CD-recensie

 

© Aart van der Wal, augustus 2019

 

Carlo Gesualdo - Madrigali, Libri quinto & sesto (1611)

Gesualdo: Madrigalen Libro V en VI (selectie)

Exaudi Vocal Ensemble: Juliet Fraser (sopraan), Lucy Goddard (mezzosopraan), Tom Williams (countertenor), Stephen Jeffes en David de Winter (tenor), Jimmy Holliday (bas), James Weeks (dirigent)
Winter & Winter 910 259-2 • 74' •
Opname: gegevens ontbreken

 

Als we Carlo Gesualdo, de prins van Venosa en de graaf van Conza (ca. 1561-1613) een plaats in de muziekgeschiedenis moeten geven, dan is het die van avant-gardist onder de madrigalisten en niet als de 'principe assassino', de prinselijke, zeer muzikale moordenaar, zoals hij tijdens zijn leven maar ook daarna werd genoemd. Bloeddorstige wraak, het zou zo aan een Verdi-opera kunnen zijn ontleend: Gesualdo die zijn overspelige vrouw en haar minnaar op beestachtige wijze vermoordde. Natuurlijk spreekt zo'n daad, een heuse crime passionnel, tot de verbeelding. Zeker na zoveel jaar, want als het vandaag zou gebeuren zou die verbeelding weleens plaats kunnen maken voor afschuw en berichten in de krant dat na onderzoek in het Pieter Baan Centrum de weg openligt naar gevangenisstraf en wellicht aansluitend tbs.

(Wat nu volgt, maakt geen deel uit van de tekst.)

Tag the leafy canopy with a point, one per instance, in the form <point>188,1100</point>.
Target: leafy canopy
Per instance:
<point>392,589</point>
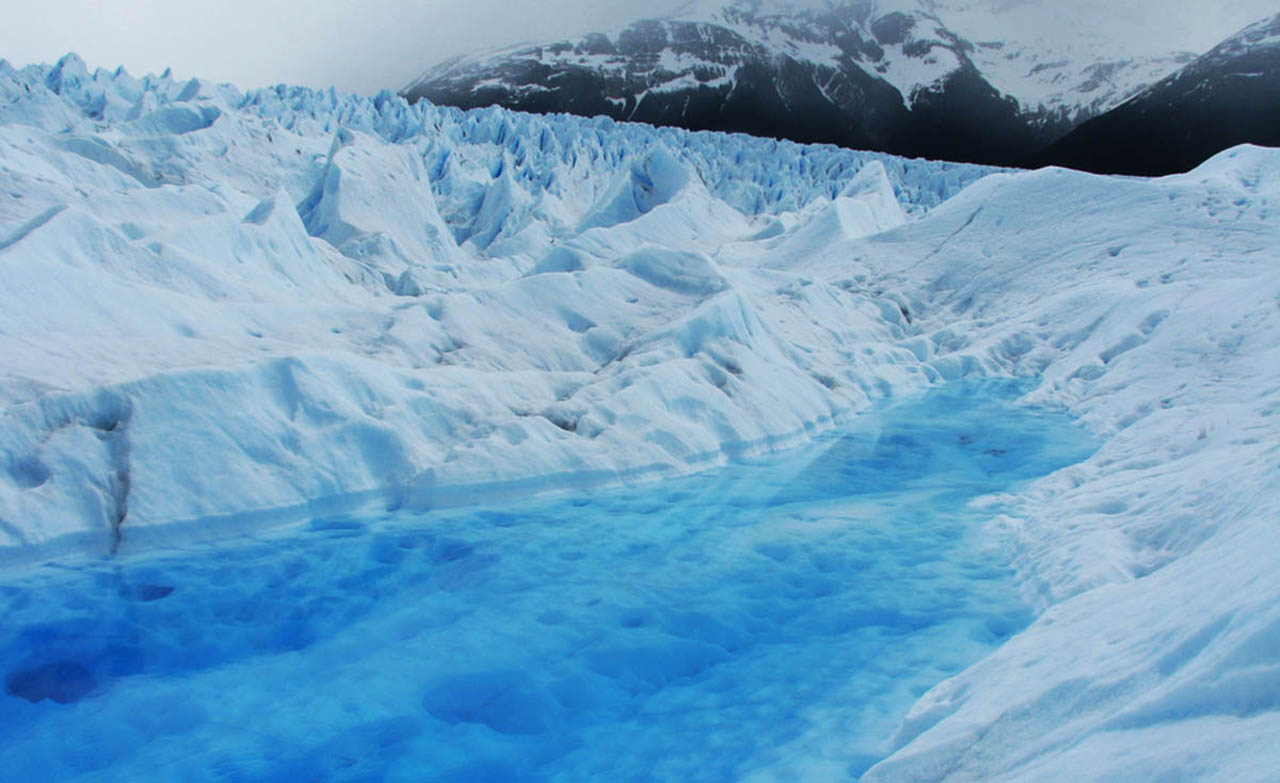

Maar laten we Gesualdo toch vooral beoordelen naar de muziek die hij heeft voortgebracht: madrigalen van het beste soort, met in het achterhoofd misschien de gedachte dat in een deel daarvan Gesualdo's nogal wankele geestelijke gesteldheid wel enigszins wordt weerspiegeld.

Moord
Laat ik eerst even de misère in kaart brengen die niet alleen Gesualdo's geliefde en haar minnaar, maar ook Gesualdo zelf trof, toen hij zijn echtgenote Donna Maria d'Avalos, dochter van de markies van Pescara, in bed aantrof met Fabrizio Carafa, de hertog van Andria. Een 'heterdaadje' dus. Een paar minuten later was het met hen gedaan: Gesualdo had samen met zijn bedienden beide om zeep gebracht om de beide danig verminkte lichamen vervolgens in zijn paleis tentoon te stellen, zichtbaar voor iedereen die dat wel of niet wilde. Kort daarop vluchtte Gesualdo, meer beducht voor familiewraak dan voor het gerecht.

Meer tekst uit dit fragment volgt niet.